Pemetaan partisipatif untuk pengembangan ekosistem mangrove didusun Baros desa Tirtohargo kecamatan Kretek kabupaten Bantul
Nurwinda Latifah Hanum,
2015 | Tesis |Pengembangan ekosistem mangrove tidak dapat berjalan dengan baik bila tidak ada partisipasi dari masyarakat. Salah satu bentuk partisipasi masyarakat dapat diwujudkan melalui pemetaan partisipatif. Pemetaan partisipatif dilakukan di Dusun Baros Desa Tirtohargo Kecamatan Kretek Kabupaten Bantul. Sasaran pemetaan partisipatif pengembangan ekosistem mangrove, antara lain kelompok masyarakat pemerhati mangrove, pemerintah lokal, dan instansi pemerintah. Pemetaan partisipatif dalam penelitian ini bertujuan untuk 1) memetakan kondisi eksisting ekosistem mangrove secara partisipatif 2) memetakan rencana pengembangan ekosistem mangrove berbasis masyarakat 3) menyusun sistem informasi hasil pemetaan partisipatif pengembangan ekosistem mangrove sebagai media informasi dan promosi. Data yang dikumpulkan dalam penelitian ini, yaitu data primer dan data sekunder. Data primer diperoleh dengan menggunakan metode pemetaan partisipatif scaled 2D dengan memanfaatkan citra penginderaan jauh worldview2. Pemetaan partisipatif dilakukan untuk mendapatkan data kondisi eksisting yang ditinjau dari aspek fisik dan sosial serta rencana pengembangan ekosistem mangrove. Selain itu, pengumpulan data sekunder dilakukan pada lembaga/instansi terkait serta studi literatur yang meliputi studi pustaka berupa buku, jurnal ilmiah, dan penelitian sebelumnya. Data tersebut dianalisis secara deskriptif kualitatif. Selanjutnya, penyusunan sistem informasi dilakukan dengan menggunakan sistem informasi geografis (SIG) dan software multimedia untuk mencapai hasil akhir. Hasil pemetaan kondisi eksisting aspek fisik menunjukkan aspek infrastruktur sarana prasarana dan kondisi ekosistem mangrove masih dapat dikembangkan. Selain itu, potensi yang ditinjau dari aspek sosial yang menonjol untuk dikembangkan adalah kelompok masyarakat dan mata pencaharian penduduk. Hasil pemetaan rencana pengembangan ekosistem mangrove terfokus pada pengembangan luasan ekosistem mangrove, infrastruktur, dan sumber daya manusia.

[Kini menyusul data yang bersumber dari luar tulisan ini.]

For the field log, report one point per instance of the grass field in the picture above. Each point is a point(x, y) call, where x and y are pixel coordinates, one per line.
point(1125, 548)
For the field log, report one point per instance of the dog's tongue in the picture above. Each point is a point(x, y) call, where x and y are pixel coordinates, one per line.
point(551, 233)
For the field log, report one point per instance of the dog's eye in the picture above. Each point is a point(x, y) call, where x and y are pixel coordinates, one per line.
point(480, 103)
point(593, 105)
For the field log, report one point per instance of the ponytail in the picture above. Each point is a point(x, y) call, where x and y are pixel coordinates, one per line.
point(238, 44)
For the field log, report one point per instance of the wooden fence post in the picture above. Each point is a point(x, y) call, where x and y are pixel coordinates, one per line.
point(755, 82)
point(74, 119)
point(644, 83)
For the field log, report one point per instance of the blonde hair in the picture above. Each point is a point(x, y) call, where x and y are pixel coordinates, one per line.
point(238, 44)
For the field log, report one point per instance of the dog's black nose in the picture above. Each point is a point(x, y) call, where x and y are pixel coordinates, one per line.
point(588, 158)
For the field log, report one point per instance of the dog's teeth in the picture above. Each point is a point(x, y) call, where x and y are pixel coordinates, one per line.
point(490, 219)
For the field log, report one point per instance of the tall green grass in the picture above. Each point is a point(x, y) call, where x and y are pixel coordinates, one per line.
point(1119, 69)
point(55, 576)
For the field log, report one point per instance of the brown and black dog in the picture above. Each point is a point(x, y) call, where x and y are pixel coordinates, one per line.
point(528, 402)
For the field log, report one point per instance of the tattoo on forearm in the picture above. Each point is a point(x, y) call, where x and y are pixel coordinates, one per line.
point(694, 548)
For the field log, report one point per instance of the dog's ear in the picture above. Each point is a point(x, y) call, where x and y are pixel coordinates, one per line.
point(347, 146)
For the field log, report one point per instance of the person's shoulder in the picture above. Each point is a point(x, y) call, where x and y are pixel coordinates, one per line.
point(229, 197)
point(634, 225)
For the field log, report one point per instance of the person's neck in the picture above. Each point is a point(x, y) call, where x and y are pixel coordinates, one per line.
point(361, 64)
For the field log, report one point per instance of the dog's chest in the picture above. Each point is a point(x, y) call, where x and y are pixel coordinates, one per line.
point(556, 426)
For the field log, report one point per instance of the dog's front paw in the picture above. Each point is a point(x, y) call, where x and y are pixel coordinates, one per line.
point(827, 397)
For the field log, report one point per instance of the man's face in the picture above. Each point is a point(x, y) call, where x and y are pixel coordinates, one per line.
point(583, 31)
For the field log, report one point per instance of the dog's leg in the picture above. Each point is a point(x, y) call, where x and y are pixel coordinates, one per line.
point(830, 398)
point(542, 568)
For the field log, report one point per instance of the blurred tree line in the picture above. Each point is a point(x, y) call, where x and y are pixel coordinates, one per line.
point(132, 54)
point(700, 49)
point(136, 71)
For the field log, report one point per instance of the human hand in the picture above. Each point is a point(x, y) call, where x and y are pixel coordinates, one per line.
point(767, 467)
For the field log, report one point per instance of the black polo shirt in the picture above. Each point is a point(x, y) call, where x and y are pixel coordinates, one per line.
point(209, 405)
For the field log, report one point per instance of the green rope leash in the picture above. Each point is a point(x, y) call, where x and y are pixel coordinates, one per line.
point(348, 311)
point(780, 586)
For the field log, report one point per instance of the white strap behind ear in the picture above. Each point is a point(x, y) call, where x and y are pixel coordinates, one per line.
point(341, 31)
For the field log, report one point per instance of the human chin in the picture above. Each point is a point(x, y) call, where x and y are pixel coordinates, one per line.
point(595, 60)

Rencana pengembangan tersebut telah mendapat dukungan dari pemerintah lokal, kelompok masyarakat, dan pemerintah daerah melalui kegiatan review hasil pemetaan partisipatif. Hasil dari pemetaan tersebut disusun menjadi peta interaktif yang lebih menarik dan website. Penyusunan peta interaktif sangat membantu masyarakat lokal atau pengguna yang awam terhadap penggunaan peta menjadi mudah dipahami. Selain itu, peta interaktif dapat digunakan sebagai media promosi.